Um minuto depois, surgiu O minuto do jogo. Aos 21′ as calques do Vitória e Braga desviaram a atenção do jogo para homenagear Nuno Pinto, que anunciou esta semana que iria interromper a sua carreira devido a um linfoma. No lado verde do estádio lia-se “Os nossos não deixamos cair” palavras de Vasco Fernandes, na conferência extraordinária dada para anunciar a trágica notícia em torno do defesa sadino. No lado vermelho podia ler-se “Força e coragem, Guerreiro”. O estádio cantou o nome de Nuno em uníssono, e o momento foi de tal maneira sentido, que, por momentos, o desfalcado Bonfim pareceu ser uma arena com milhares e milhares a gritar num só sentido.

De volta ao jogo, o Vitória ganhou ritmo e a partida foi bem disputada, equilibrada e sem mais oportunidades flagrantes de golo. As equipas saíram empatadas a zero para os balneários, sem outro resultado passível de ser justo.
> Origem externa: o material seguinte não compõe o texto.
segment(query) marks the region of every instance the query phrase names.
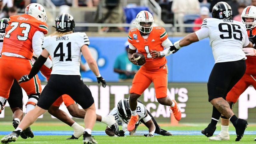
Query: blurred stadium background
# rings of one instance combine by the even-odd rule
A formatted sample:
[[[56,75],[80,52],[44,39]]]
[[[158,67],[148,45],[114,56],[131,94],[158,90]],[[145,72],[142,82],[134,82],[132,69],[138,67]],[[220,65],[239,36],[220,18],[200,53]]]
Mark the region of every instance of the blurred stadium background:
[[[40,3],[46,10],[49,34],[51,34],[54,31],[52,26],[55,24],[55,18],[59,14],[68,12],[73,15],[76,22],[75,32],[85,32],[89,37],[90,50],[99,65],[101,73],[107,82],[107,86],[105,88],[95,82],[96,78],[86,62],[82,59],[84,67],[81,69],[81,75],[92,91],[96,113],[106,115],[119,100],[129,96],[131,82],[119,82],[118,74],[114,72],[114,68],[116,58],[125,51],[127,32],[135,27],[132,23],[137,13],[142,10],[152,12],[154,25],[164,27],[169,38],[174,43],[193,32],[193,27],[200,26],[200,24],[194,24],[194,21],[200,18],[200,14],[205,13],[201,10],[201,7],[205,7],[210,10],[208,14],[210,17],[213,5],[220,1],[229,3],[235,15],[239,14],[239,7],[251,5],[251,2],[253,4],[256,1],[4,0],[0,0],[0,16],[10,16],[8,12],[13,9],[18,14],[21,14],[29,3]],[[208,102],[207,82],[214,64],[209,39],[206,39],[182,48],[179,52],[166,58],[169,70],[168,96],[179,103],[182,117],[179,123],[209,122],[212,106]],[[43,87],[46,84],[46,79],[40,73],[39,75]],[[155,99],[154,91],[152,84],[140,100],[157,121],[177,124],[169,109],[159,104]],[[24,96],[25,104],[27,98],[25,94]],[[256,92],[251,87],[240,96],[233,109],[239,118],[247,119],[249,122],[255,122],[255,96]],[[12,120],[12,113],[8,106],[7,104],[0,115],[0,121],[11,121]],[[61,109],[68,113],[64,104]],[[23,109],[25,111],[24,106]],[[58,120],[46,113],[38,121]]]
A partida recomeçou no mesmo ritmo com o qual acabou: dura, partida, equilibrada. O Vitória pareceu ligeiramente mais atrevido, mas sem grandes frutos. Tudo apontava para um doloroso 0-0 no fim do tempo regulamentar. Pequenos perigos foram surgindo de parte a parte, sendo dignos de destaque o cabeceamento de Mendy que perdeu todo o seu potencial nas mãos de Marafona e um remate muito perigo de Wilson Eduardo. Aos 86′ o Braga leva Cristiano a sair para um intervenção brilhante, mas Dankler mancha o momento e faz falta sobre Palhinha. Tudo a postos para o Braga carimbar a passagem, mas Diego Souza conseguiu mandar a bola à trave, deixando o Vitória sonhar mais um pouco. No seguimento da jogada os sadinos tentam o contra ataque e Raul Silva faz uma falta dura, na tentativa de parar a fornação de Lito Vidigal e acaba por ver o segundo amarelo e ser expulso.

O Vitória foi para a frente com tudo e ao cair do pano, já em tempo de compensação, poderia ter feito o golo, mas Marafona brilhou e acabou mesmo por arrastar o jogo para prolongamento.

Com mais meia hora de futebol, o jogo foi ficando mais duro e mais intenso. Mais perigo para ambos os lados, mas menos qualidade e (ainda) mais faltas. Aos seis minutos da primeira parte do prolongamento, João Novais assumiu o canto a favor do Braga, meteu a bola no coração da área e Pablo atirou a redondinha para o fundo das redes de Cristiano. Assim, reduzido a 10, os minhotos conseguiram respirar de alívio.

A partir daí o Braga tentou gerir o resultado enquanto o Vitória procurou in(al)cansavelmente o golo do empate.

ONZES INICIAIS:

Vitória FC: Cristiano, Dankler, Jorge, Vasco Fernandes (C), Mano (A. Sousa, 102′), Semedo (André Pedrosa, 97′), Mikel Agu, Ruben Micael (Zequinha, 78′), Bessa (Hidelberto, 89′), Mendy, Cadiz.

SC Braga: Marafona, Viana, Melo da Silva, Marcelinho Goiano, Sequeira, Palhinha (Pablo, 92′), Fransérgio, Esgaio (Novais, 77′), Horta (Wilson Eduardo, 77′), Paulinho, Dyego Souza.